Tuesday, 26 April 2016

Pieces


I am broken. I have been brought to my knees and I am in pieces. In my head I see a wrecking ball which swung, smashed into me and I came apart. 

I did not want to stay smashed so I began the process of building myself back up. I started to put the pieces back together again. This is a slow journey and I believe I will always be a work in progress. Sometimes the wrecking ball swings again and smashes into me, however each time this happens I am now not completely knocked apart. 

With every sun comes a new day and the choice to rebuild, reshape and correct who I am. Being broken meant that I came apart and as those pieces of me come back together, they come together in new and different ways. Bit by bit, piece by piece, I am being built into something better. There are pieces that are built back on that need to be chiselled off because, I am a work in progress. 

Being broken was not something I would have chosen as it hurts in so many ways and it brings mess, such a lot of mess. Yet, with the brokenness comes beauty and the beauty is found in the One who gives me strength to face each new day. 

There are loving hands that are gently placing those pieces back together. There is a love that looks upon me and is proud of me. This love is committed to me and tenderly reshapes and remoulds me. 


"Unreserved, unrestrained,

Your love is wild for me

It isn't shy, it's unashamed
Your love is proud to be seen with me

You don't give Your heart in pieces
You don't hide Yourself to tease us

Your love's not fractured
It's not a troubled mind
It isn't anxious
It's not the restless kind
Your love's not passive
It's never disengaged
It's always present
It hangs on every word we say
Love keeps its promises
It keep its word
It honours what's sacred
'Cause its vows are good
Your love's not broken
It's not insecure
Your love's not selfish
Your love is pure"

I am so grateful for the lyrics to this song, Pieces for they tell me how much I am loved. When the wrecking ball shattered me in to pieces, I lifted my gaze and looked to the One who loves me unreservedly. I am covered by a 'Love that is proud to be seen with me'!! WOW!! I can find strength in this love that comes without any condition and accepts me broken as I am. With every sun, I know I am being made new and with that Love walking beside me, together we continue placing those pieces back together. 




Saturday, 16 April 2016

Front Page News

I sell a story - a front page. I would prefer that people did not know how I am truly feeling so I am going to hide my struggles and my mess.
Instead I will put on a brave face and show everyone else that I am OK. I will smile and make sure I do not let anyone past the surface - my front page news. I want people to like me so I will put on a show and be what I think they want me to be!

STOP THE PRESS! I am going to change my headline, rather than trying to spin a story, I am choosing honesty.

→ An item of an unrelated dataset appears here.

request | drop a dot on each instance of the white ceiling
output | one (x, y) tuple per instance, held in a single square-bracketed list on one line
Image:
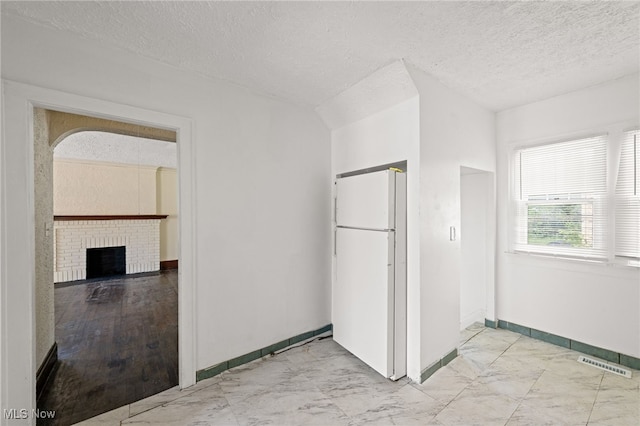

With every sun comes an opportunity to change my thinking and as I do this I am learning that honesty changes. Vulnerability and openness may provide comfort to others. I do not believe that I need to share all my news to all people; however is that one person, in that one moment, in need of me letting my guard down so they can share too?

Life can be hard! Life can be a struggle and I am discovering that I do not need to hide this away. I am not perfect, far from it in fact, and I no longer wish for anyone to think that.

My front page involves messing up, saying the wrong thing and thinking things I should not. My front page also tells about love, shared moments and laughter. Life is a bit of a mix of the good and the not so good - I am choosing to be real and I hope my front page is beginning to reflect that choice.

I am finding that sharing enables others to share and then we can support one another. I believe I was put where I am for a purpose and if I pretend to others around me, how is that of benefit or help?

Jesus did real and He reached out to those around Him and He made a difference. Jesus touched the lives of the people He met and left them changed.

This new day, I hope I can be bold and choose not to hide myself from the people I meet. Today, I  would like to sell a new story, one that reads true.

Tuesday, 5 April 2016

Immeasurably More

Just over a week ago I had the privilege of walking alongside a young boy who conquered his fear and was then so proud of himself. As I spent time with him we talked and he began to mention something that was bothering him. He was fearful of an activity he was soon going to do and the closer the activity got, the more and more he mentioned it. I listened to him as his fear took over and worry filled his mind. However, when the time came, he was able to do more than he had imagined and to see the relief, delight and courage he then experienced was so wonderful.

Walking with this young man caused me to really think. As I tried to encourage him out of his fear, I considered how often I make so much more of a situation or an experience because I worry. I imagine all the terrible outcomes and in most instances my worries and fears are unnecessary.

Whilst talking with him I realised that I measure my new experiences from my past experiences. Sharing a moment with this young man really challenged me to think how I respond to feelings of fear. I have a choice to either let my thoughts run away with me or to stand still in that moment of fear. I can choose to turn my thinking around and remind myself that this is a new day and that these are new steps I am treading. My thoughts and feelings should not be held captive to my past and I am able to find new opportunities in knowing I have the strength to walk these new steps.

Today, my intention is to not listen to fear if it comes knocking and instead I hope to experience even more than I can ever imagine.